Larger aspects of the picture are similarly unstable - the supine nude staring toward what would be a traditional "vanishing point" is wittily floating in some alternative perspective, while the object of her attention could either be facing us, or turned away.  And beyond the vaulted "frame" of trees, the background landscape is surprisingly evanescent: we can make it out to the left, but it vanishes entirely on the right.  Has it been occluded by foliage?  Again, hard to say, because Cézanne's leafy surround blends directly into his sky; the same luminous carpet of strokes serves for both.  In the end, the landscape has vanished from the right-hand side of the picture simply because it doesn't have to be there.

So The Large Bathers operates as a kind of essay in a new mode of pictorial illusion - one in which the painting persuades us even though much of it isn't there. But perhaps the solidity of Cézanne's structure renders irrelevant the gaps in his pictorialism; the sacred arch of the trees, the soft pyramids of figures - these could underpin a Titian or Poussin, and they anchor and reify what would otherwise be a series of half-realized suggestions. It's almost as if the artist is testing how little he can actually reveal while convincing us he is showing us something in its entirety - which only allows him to leave his actual content ambiguous.

But what is that content?  Here is where an atmosphere of almost wistful depth begins to emanate from The Large Bathers. As with all death-bed statements and famous last words, it's hard to resist the temptation to gaze into its surface and find there a mirror of many of Cézanne's life-long concerns.  Certainly here we can perceive something of the heavy deliberation of his early work - only now operating in a luminous palette that hints at his famous interactions with the sunny Pissarro. The image's tricks of perspective likewise recall the later still lifes, as does the curious sense of the "solidity" of everything on display (even those things that aren't fully painted!). Somehow, we feel, Cézanne's entire technical development is referenced or conjured in this work; it's essentially his Tempest.

The subject matter itself is likewise poignant. There is little sensual playfulness in Cézanne's oeuvre (he once confessed his Catholicism made him uneasy painting from nude models); when sex does rear its head, it's usually in paintings with titles like The Rape. Thus his  nudes splash about in an entirely different manner from Renoir's - and in a river of tears, probably; so it's no surprise The Large Bathers conveys a sense of erotic melancholy, even alienation, rather than joy.

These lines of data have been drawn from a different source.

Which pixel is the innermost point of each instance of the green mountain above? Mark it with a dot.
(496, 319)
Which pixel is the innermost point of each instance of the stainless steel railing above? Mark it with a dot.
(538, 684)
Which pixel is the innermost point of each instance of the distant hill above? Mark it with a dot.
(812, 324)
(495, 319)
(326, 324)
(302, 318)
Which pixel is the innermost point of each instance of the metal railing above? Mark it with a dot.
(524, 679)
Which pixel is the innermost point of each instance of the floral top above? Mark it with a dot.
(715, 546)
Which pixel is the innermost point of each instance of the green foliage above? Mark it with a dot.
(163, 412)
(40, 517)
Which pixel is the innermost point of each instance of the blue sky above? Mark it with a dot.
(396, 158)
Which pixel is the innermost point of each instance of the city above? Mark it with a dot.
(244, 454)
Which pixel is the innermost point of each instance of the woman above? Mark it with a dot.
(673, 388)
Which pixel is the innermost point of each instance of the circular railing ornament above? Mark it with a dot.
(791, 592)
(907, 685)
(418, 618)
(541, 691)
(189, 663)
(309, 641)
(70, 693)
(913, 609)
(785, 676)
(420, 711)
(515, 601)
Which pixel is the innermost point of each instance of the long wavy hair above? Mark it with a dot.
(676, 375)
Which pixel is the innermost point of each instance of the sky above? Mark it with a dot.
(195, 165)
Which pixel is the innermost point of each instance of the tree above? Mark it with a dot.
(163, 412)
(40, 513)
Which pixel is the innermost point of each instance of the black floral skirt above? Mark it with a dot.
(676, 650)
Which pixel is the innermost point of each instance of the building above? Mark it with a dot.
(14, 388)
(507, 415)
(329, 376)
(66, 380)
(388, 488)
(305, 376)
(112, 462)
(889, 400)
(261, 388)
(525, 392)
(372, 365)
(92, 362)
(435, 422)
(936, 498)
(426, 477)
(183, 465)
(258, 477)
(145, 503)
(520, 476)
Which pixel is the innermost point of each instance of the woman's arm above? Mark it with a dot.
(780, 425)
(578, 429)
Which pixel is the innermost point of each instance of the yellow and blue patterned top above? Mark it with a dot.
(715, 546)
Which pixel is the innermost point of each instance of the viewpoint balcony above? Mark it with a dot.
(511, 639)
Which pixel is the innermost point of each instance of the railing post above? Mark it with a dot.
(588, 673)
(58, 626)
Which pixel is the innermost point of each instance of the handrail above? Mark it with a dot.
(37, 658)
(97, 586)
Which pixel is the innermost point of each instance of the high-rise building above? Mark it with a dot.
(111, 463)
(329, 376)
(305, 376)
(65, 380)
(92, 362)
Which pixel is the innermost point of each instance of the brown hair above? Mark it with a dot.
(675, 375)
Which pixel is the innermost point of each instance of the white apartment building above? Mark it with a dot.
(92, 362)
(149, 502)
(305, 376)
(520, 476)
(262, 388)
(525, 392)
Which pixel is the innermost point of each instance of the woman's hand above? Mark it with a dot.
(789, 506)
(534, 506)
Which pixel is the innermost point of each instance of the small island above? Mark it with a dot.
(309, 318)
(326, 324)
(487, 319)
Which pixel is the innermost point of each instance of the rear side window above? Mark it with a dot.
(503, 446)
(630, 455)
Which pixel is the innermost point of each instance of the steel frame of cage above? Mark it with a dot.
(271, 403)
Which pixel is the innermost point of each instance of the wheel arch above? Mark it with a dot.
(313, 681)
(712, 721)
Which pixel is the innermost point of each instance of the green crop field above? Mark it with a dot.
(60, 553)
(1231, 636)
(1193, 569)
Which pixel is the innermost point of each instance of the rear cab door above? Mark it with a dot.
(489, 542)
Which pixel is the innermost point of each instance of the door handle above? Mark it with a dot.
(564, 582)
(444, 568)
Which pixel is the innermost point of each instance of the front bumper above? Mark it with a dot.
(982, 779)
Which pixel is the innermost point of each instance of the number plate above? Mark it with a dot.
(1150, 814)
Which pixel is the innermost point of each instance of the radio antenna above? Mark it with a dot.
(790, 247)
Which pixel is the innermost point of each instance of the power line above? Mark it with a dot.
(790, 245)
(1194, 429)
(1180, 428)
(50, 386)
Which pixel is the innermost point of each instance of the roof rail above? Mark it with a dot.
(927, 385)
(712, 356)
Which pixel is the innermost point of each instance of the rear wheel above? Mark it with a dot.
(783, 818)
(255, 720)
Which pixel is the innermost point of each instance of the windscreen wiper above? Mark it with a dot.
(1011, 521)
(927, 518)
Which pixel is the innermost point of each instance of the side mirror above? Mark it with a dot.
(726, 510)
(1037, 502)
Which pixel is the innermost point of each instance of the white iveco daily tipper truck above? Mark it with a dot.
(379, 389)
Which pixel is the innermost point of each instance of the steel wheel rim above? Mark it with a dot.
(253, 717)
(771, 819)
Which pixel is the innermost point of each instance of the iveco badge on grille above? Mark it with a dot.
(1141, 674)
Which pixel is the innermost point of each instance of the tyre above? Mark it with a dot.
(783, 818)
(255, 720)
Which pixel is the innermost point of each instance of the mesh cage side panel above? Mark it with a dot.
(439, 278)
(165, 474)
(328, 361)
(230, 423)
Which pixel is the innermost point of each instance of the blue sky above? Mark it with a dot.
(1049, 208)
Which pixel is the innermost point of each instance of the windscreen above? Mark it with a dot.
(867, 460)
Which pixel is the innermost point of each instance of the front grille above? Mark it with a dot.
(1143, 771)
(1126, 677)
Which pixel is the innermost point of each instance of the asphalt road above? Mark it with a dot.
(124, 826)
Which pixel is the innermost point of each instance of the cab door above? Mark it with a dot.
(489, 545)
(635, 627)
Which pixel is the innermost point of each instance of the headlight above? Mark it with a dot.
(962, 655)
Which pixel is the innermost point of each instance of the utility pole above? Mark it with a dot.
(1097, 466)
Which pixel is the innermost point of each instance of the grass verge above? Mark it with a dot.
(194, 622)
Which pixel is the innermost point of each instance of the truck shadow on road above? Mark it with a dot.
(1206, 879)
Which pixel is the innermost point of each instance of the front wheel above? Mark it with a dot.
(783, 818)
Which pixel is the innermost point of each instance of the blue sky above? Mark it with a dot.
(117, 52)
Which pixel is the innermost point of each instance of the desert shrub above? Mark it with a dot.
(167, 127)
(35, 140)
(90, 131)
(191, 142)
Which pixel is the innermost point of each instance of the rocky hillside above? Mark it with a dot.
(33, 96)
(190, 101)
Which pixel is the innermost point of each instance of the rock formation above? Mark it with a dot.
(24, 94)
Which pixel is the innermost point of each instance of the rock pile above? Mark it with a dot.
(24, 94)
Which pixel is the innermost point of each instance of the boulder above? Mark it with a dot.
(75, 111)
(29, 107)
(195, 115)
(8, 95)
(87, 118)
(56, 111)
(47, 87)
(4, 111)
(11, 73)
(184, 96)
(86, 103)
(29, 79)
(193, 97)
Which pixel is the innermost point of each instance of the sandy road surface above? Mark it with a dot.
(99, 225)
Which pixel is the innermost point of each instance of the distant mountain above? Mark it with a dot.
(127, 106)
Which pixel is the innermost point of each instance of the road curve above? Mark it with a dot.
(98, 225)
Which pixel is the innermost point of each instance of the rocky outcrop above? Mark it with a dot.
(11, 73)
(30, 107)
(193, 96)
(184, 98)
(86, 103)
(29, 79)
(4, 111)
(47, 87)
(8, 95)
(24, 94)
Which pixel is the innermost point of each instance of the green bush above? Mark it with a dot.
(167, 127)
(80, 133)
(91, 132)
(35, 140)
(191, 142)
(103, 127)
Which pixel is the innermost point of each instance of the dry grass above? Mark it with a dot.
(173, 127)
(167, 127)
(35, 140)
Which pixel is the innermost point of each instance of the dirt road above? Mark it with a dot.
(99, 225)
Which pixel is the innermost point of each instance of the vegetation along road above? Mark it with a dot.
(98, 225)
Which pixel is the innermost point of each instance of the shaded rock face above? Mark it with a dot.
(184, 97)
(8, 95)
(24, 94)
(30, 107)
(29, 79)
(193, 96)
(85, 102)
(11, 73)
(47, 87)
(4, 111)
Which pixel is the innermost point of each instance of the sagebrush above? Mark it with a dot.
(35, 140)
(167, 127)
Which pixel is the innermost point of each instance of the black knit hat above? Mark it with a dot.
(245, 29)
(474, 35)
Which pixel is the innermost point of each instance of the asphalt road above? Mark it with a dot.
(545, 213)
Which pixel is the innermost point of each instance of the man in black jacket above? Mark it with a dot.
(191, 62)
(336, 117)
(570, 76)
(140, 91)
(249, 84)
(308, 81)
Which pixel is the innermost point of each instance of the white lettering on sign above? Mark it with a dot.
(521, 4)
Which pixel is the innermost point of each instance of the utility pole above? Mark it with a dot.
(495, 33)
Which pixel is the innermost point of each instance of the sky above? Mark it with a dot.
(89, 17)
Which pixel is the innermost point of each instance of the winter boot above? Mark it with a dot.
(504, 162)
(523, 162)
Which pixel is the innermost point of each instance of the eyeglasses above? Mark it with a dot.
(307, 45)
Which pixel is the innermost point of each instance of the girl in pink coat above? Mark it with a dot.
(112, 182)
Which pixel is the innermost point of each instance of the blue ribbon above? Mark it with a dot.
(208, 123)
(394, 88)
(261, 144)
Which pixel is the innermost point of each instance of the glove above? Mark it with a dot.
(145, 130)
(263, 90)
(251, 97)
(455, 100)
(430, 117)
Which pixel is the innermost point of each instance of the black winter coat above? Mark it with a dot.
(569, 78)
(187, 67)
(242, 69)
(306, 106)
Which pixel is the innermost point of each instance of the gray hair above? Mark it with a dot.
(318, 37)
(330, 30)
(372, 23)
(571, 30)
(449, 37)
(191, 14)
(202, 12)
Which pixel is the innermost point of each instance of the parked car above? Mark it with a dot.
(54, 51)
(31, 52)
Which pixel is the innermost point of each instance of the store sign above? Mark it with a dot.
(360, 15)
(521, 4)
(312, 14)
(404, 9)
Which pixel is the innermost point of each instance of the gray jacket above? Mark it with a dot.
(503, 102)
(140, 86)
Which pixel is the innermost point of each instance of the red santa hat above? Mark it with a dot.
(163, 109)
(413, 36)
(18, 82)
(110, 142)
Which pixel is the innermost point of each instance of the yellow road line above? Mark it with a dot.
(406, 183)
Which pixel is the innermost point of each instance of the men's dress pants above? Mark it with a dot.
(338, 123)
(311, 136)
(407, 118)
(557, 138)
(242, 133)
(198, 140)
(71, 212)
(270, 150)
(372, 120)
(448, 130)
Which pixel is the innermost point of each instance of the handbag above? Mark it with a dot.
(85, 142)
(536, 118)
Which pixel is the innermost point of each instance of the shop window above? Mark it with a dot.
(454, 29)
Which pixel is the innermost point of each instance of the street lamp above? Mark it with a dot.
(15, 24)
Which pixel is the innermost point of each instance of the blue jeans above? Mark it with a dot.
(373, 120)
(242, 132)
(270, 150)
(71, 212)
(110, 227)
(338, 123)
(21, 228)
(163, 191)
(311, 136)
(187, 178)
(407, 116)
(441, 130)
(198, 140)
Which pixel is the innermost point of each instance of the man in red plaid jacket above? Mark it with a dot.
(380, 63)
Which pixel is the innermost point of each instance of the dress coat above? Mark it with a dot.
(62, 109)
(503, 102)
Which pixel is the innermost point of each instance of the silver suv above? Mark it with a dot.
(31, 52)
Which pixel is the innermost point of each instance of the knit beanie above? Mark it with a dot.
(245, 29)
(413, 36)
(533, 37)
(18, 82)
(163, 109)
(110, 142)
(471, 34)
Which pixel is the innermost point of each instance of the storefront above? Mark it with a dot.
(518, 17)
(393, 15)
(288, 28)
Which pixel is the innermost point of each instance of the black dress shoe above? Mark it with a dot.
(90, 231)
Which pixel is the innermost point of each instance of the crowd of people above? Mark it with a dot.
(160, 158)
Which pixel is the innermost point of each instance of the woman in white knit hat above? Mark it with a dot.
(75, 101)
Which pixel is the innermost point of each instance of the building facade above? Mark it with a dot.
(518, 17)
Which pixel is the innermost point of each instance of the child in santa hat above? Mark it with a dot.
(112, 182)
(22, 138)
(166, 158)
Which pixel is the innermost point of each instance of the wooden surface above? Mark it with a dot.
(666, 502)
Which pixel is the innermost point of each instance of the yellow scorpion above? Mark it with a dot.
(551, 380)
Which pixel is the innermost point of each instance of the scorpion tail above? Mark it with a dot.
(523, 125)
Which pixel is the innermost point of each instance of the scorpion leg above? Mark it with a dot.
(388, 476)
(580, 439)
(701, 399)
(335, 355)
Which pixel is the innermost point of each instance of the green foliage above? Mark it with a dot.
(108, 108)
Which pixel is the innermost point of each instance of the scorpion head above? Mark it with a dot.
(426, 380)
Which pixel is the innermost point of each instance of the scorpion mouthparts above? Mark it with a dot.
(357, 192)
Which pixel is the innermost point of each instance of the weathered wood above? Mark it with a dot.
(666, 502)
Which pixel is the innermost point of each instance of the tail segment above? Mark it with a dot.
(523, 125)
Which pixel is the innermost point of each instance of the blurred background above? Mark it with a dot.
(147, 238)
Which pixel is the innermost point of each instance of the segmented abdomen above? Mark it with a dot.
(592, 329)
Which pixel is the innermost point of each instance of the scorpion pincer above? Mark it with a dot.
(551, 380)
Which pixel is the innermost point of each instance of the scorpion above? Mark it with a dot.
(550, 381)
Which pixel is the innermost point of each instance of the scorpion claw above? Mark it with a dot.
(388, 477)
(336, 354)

Which only makes one wonder whether the details of the picture aren't so much unpainted as being erased; perhaps Arcadia is fading, and these goddesses are ghosts. Needless to say, for Cézanne, who was always possessed by the solidity of things, by their very thing-ness, this haunted quality is something extraordinary.  No wonder then that the indistinct figure - his face mostly bare canvas - who stands at the center of the image, on the far shore, is looking, Janus-like, in two directions at once: backward at the garden of Eden, and forward to the little bourgeois town that beckons from the horizon.  Meanwhile Diana and her nymphs stare after him, but do not wave or call; perhaps they know modernity means saying good-bye forever.

And yet given all this, it's strange how the painting seems to quietly glow somehow.  Perhaps for Cézanne it was a kind of sunset.  After all, he died working on it. It was quite literally his last farewell.